Она понимает, что совершить тот подвижнический подвиг в искусстве, о котором она мечтала, уже невозможно: «Я думала, что Бог оставил мне живопись, и я заключилась в ней, как в священном убежище. И теперь она отнята у меня, и я могу портить себе глаза слезами».
Но тем не менее, Мария еще многое успеет. Она пишет портрет Нини, который теперь находится в музее Амстердама. А 1882 год подарил ей знакомство со знаменитым художником, участником Салонов – Жюлем Бастьен-Лепажем. Вот первые записи о нем в дневнике.

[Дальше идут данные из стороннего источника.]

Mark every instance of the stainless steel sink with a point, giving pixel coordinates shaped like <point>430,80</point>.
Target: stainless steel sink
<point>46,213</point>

«M-lle С. заехала за нами, чтобы вместе отправиться к Бастьен-Лепажу. Мы встретили там двух или трех американок и увидели маленького Бастьен-Лепажа, который очень мал ростом, белокур, причесан по-бретонски. У него вздернутый нос и юношеская бородка. Вид его обманул мои ожидания. Я страшно высоко ставлю его живопись, а между тем на него нельзя смотреть как на учителя, с ним хочется обращаться как с товарищем, но картины его стоят тут же и наполняют зрителя изумлением, страхом и завистью. Их четыре или пять; все они в натуральную величину и написаны на открытом воздухе. Это чудные вещи».
Бастьен-Лепаж посещает Марию в мастерской, хвалит ее работы, говорит о ее замечательном даровании. Она продолжает расти как художник: «Глаза открываются мало-помалу, прежде я видела только рисунок и сюжеты для картины, теперь… О! Теперь, если бы я писала так, как вижу, у меня был бы талант. Я вижу пейзаж, я вижу и люблю пейзаж, воду, воздух, краски – краски!»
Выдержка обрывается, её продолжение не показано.